Remember Austin? One of the many cities Uber left in a huff because it didn’t like to play by the local rules? Would local initiatives fill the void? Well, the annual South by Southwest event would provide an interesting yardstick. And the Austin Chronicle set out to report.
By the first Saturday night of South by Southwest, traveling around town had become a disaster for new visitors. On their way out of Austin-Bergstrom International Airport, streams of incoming conference attendees began to realize that the two most well-known transportation network companies – Uber and Lyft – no longer operate in Austin, the effect of the city’s May 2016 vote to uphold certain ridesharing regulations. Making matters worse, that Saturday night the city’s budding ridesharing scene faced outright disaster when two of its fledgling companies – Fasten and RideAustin – crashed for the entire evening in a failed effort to keep pace with the demand. Coastal techies went berserk. Some pledged online never again to attend the conference. Said one attendee to KUT that weekend: “We ended up having to stand on the street like it was 1995 to get a frickin’ cab.”
It was certainly a good night for the taxi industry, though. The city’s four franchises don’t rely on smartphone technology, and were therefore available to pick up the slack when the two TNCs went out of commission. Head out into the Downtown streets that night (or the arrivals level downstairs at ABIA) and you would have seen yellow, white, and blue taxicabs whipping around for new fares. Most prominent, perhaps, were the relatively new lime green cabs belonging to ATX Co-op Taxi. The cooperative franchise, which first went into service last October after a lengthy bout of negotiations with City Council, believes it can combine the stability of street-hail pickups with a commitment to TNC-style technology that more traditional cab companies now lack.
Such a commitment recently manifested in the form of ATX Taxi, the co-op’s ride-hail app, which hit iOS app stores last Monday. (Google rejected the bid for reasons pertaining to intellectual property. Co-op board members are currently working on a fix.) The app is modeled much like your standard TNC template. Should it ever fail, as happened with Fasten and RideAustin during SXSW, the co-op can fall back on its full-time dispatch system – staffed with call-takers at an office just like any taxi franchise. “This is the main reason why we are even created,” said Nega Taddesse, a board member. “We don’t want to throw away the old traditional taxi service way.
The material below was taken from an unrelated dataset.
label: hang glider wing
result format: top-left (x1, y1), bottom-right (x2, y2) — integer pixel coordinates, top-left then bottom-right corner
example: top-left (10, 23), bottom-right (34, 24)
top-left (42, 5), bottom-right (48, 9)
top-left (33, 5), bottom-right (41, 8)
But we will also try to be technologically advanced.”
Getting to this point has been an uphill battle. Before the co-op was approved, there were efforts from existing franchises to squash any deal from happening. In May 2015, for instance, Yellow Cab circulated a petition to “Preserve Austin Taxi Drivers’ Living Wage,” with the presumptive warning that a fourth taxi franchise would ruin the longstanding industry. It didn’t work.
Last summer, after Council approved a resolution to establish the taxi co-op, executives from existing franchises engaged in stall tactics designed to thwart the co-op’s progress, telling drivers that it would take months to remove contracted equipment from their cars so that they could join the co-op. The imposition posed an immediate threat to the co-op’s future; the city had required that the new entity put the bulk of its permits to use fairly quickly. Co-op organizers threatened to remove the other franchises’ systems themselves. Taddesse said the other companies’ warnings of delays went away shortly after that. “[The franchises] still see us as protesters,” he says. “They still don’t think we are their business competitor now. They don’t believe that it’s over. And we still have to fight them.”
- Making a difference: ATX Co-op Taxi in Uber- and Lyft-less Austin.